Every Excel user falls into the same traps. It looks like a number, so remove those leading zeroes — destroying identifier columns the world over. Let me sort this data to see what’s going on — wait, why did Excel sort some columns but not the others? I loaded the data from the CSV, where the commas looked good to me, so why do some rows have a different number of columns than others?
Although it is possible to use data carefully and correctly in Excel, no one does. I’m a true super-user of data in Excel, yet I make all of the obvious mistakes and many non-obvious ones, ALL THE TIME. Excel simply looks good, and feels good, and … oh … we’re all addicts, aren’t we?
To use data effectively in Excel:
- Use tab-delimiters in your CSVs, not commas or pipe-characters.
- Look at every single column in the import-from-CSV dialog and change to text when you see leading zeroes.
- Always put data tables alone in a tab. One data table per tab.
- Use row 1 for column headers and never leave a column un-named.
- Never allow blank rows anywhere in a data tab.
- Use separate tabs for pivots or graphs or annotations or instructions.
- Use statistics packages (R, Python, SAS, Matlab) to compute statistics. I guarantee that you will get statistics wrong if you compute them in Excel. Yes, it says “AVERAGE” when it should say “MEAN” but it still won’t give you what you expect when your data, like all data, has missing values.
Relational Database — Sixty Years and They Still Destroy Context
Matrix math applied to data, and some masterful guidance by E.F.Codd and others, and we found a tool that worked. But it’s long past time to call out the shortcomings of relational database theory and practice.
Most relational databases are built without a data model. E.F.Codd would roll over in his grave. If you don’t know what your entities and relationships are, your database will fail to scale, and it will add and multiply data errors without restraint.
But let’s talk about well-constructed databases that we build from a carefully studied business context. After we fully understand the business domain, after we determine what to represent in the database and what to omit, after we calibrate relationships and data types and scalability concerns, we create database tables and start to use them.
And right there is the problem. The transition from design to use.
The database tables have data types, but they do not explain why. When later users add tables with new relationships, there is no information in the database schema that tells you that this first identifier column is generated within the database itself, but that second identifier column is coming from an external system that you cannot see and you are not free to change its representation. You cannot see the context which led to the data types.
The same is true of relationships, representation, behaviors, transactions, ranges of values, expected distributions of values, and so much more.
I cannot tell you to stop using relational databases. Well, I could, but you would ignore me. So here is what I will tell you, instead:
- Create a data dictionary for your domain.
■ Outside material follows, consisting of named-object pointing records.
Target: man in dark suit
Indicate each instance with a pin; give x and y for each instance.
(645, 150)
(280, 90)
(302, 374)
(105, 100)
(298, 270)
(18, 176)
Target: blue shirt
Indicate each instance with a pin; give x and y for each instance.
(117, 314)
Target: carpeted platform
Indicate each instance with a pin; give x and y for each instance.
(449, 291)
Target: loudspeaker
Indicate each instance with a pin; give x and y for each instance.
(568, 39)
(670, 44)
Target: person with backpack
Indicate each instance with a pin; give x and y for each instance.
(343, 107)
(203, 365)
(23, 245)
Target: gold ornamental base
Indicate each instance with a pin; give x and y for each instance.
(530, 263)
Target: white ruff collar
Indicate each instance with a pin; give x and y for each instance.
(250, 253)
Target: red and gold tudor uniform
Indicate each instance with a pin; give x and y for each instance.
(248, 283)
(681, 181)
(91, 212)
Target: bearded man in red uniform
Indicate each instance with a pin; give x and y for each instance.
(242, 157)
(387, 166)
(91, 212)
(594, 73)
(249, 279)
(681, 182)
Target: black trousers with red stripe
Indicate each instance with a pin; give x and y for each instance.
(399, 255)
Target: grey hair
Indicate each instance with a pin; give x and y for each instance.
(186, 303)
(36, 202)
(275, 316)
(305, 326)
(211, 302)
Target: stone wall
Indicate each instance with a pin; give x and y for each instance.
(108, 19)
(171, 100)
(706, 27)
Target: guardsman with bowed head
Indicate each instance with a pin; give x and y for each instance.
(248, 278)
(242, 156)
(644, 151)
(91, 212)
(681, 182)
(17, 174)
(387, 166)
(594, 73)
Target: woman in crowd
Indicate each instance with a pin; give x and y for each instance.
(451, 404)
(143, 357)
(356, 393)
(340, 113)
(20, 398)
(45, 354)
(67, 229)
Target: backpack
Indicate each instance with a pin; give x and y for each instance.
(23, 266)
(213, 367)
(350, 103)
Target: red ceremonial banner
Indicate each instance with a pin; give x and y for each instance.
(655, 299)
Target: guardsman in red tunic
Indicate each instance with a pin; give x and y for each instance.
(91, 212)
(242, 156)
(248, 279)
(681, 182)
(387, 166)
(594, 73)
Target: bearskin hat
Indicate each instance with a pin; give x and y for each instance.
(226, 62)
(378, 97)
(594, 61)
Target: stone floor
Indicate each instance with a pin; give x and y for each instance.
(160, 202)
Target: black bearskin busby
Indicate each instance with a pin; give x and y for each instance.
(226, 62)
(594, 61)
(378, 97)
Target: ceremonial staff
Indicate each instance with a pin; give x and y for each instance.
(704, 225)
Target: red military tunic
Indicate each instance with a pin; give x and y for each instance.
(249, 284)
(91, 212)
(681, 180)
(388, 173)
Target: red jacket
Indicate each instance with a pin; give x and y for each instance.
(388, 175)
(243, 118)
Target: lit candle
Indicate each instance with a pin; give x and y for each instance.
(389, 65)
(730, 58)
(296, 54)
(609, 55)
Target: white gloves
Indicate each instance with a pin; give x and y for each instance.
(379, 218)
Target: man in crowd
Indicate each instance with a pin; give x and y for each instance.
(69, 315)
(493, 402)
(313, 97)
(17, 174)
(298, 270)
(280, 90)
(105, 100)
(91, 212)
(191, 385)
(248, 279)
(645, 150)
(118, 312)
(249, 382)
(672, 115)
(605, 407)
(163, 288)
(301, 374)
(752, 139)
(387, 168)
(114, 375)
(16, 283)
Define your data elements.
- Never add a column to a database before you add it to the data dictionary.
- Create a data catalog with entries for every database table, for every API endpoint, for every schema of every delimited text file, for every Kafka topic.
- In your data catalog entries, explain why this data exists, where it comes from, who to talk to if you wish to learn more, what transactions or behaviors it explicitly includes and which transactions or behaviors it explicitly excludes. Preserve the context.
Machine Learning — Refusing to Learn the Domain
Others will write of good AI/ML versus bad AI/ML — on bias in training sets and on confidence factors and on degradation over time. I will focus on the loss of information that AI/ML creates. AI/ML is very creative in how it destroys data.
I’ve lost track of the number of times that AI/ML models have been used to classify data where the organization already knows the answer. Choose a better question — one that has not been answered, or one where scalability must increase because we cannot continue to classify the old way. Don’t replace trusted data with untrusted data.
Use what you already know. Talk to your domain experts. Include the obvious domain knowledge in the features. Don’t let AI/ML override what you already know. Use ML to create new features. Again, don’t replace trusted data with untrusted data.
When you migrate models into production use, provide continuous measurements of effectiveness. If you are always classifying new data, you cannot measure false positives, can you? Work with your data operations team. Define success and failure with statistical distributions that can be automated by others. Automate the sample collection of unbiased training data so that retraining is reproducible. Solve for stickiness to increase stability of analytical trends that clients depend upon.
To avoid destroying data with AI/ML, it comes down to learning the domain:
- Talk to your domain experts. Don’t replace trusted data.
- Talk to those who automate the data operations. Measure results.
- Talk to those who understand what clients need. Trends matter.
Guarding Against Data Destruction
It’s a funny old world. Our most heavily used tools are those that produce the greatest loss of information. CSVs, Excel, Databases, and AI/ML models.
It certainly helps to learn best practices in each of the above tools. But the preservation of domain context is a harder problem than it seems. Data quality test automation helps. Data dictionaries and data catalogs help. Talking to domain experts is a big help.
However, the larger problem is reproducibility. And that is a topic for a future blog post.